History Informs Journalism – Asian Americans

The Chinese Exclusion Act of 1882 suspended Chinese immigration for ten years. It was extended for another ten years in 1892.

Chinese migrated to the U. S. in the in the mid 19th century.  An estimated  15 to 20 thousand worked on the Transcontinental Railroad.  They faced discrimination from the American and Irish immigrants who also worked under harsh conditions to build the railroad.

Chinese immigrants also came to California to try to make their fortune after gold was discovered in 1848.  An estimated 25,000 Chinese left China for the U.S. specifically to work the gold mines.

By the end of 1851, Chinese workers made up one-fifth of the population of the four counties where people mined.  In 1870 there were 63,000 Chinese people in the United States and 77 percent were in California.

Thousands of white Americans also came to California looking for riches. But they didn’t realize that it was hard work and that they Chinese immigrants did the back breaking labor to make what they could. When the gold started to run out, the serious racism and attacks began.

An Opinion Piece From USA Today

Yang & Anti-Defamation League CEO: Avoid coronavirus racism and scapegoating

We have to join together to fight this virus effectively. Now is not the time to be torn apart by hatred.

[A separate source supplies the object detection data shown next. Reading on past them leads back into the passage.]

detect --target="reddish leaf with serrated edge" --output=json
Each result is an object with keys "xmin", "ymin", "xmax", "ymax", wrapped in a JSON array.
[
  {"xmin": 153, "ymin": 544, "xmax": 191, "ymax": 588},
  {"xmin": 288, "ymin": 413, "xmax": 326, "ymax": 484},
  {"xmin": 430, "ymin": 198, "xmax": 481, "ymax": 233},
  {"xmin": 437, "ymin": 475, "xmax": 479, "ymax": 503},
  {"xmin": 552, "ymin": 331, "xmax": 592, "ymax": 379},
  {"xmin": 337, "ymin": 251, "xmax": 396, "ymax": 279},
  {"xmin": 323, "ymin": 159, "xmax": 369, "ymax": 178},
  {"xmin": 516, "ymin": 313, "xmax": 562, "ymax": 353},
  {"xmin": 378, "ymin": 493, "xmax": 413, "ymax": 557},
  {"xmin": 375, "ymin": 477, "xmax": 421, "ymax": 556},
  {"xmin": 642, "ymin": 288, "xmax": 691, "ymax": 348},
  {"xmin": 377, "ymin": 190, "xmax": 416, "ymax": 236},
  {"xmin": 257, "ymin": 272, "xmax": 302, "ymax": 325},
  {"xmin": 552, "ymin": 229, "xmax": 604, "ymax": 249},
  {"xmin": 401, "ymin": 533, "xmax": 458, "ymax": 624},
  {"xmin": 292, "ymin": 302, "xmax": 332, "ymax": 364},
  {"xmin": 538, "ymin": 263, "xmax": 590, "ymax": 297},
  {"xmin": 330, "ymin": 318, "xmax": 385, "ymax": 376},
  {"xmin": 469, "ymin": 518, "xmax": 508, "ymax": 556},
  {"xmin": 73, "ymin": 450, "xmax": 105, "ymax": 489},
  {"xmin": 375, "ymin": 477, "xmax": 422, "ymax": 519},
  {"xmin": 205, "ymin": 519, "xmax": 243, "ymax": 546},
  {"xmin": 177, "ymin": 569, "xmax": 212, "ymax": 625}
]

Andrew Yang and Jonathan A. Greenblatt
Opinion contributors

We’ve seen politicians seeking to politicize the virus — decrying it as the “Wuhan virus” for example, or suggesting that foreigners solely are responsible for spreading it; we’ve seen Asian Americans and Jewish Americans and other minority communities blamed for the pandemic; we’ve seen some pundits pointing the finger at prominent Jews as if the virus was the product of some conspiracy; and we’ve seen internet chatter from white supremacists suggesting the disease is spreading in America thanks to an influx of foreigners.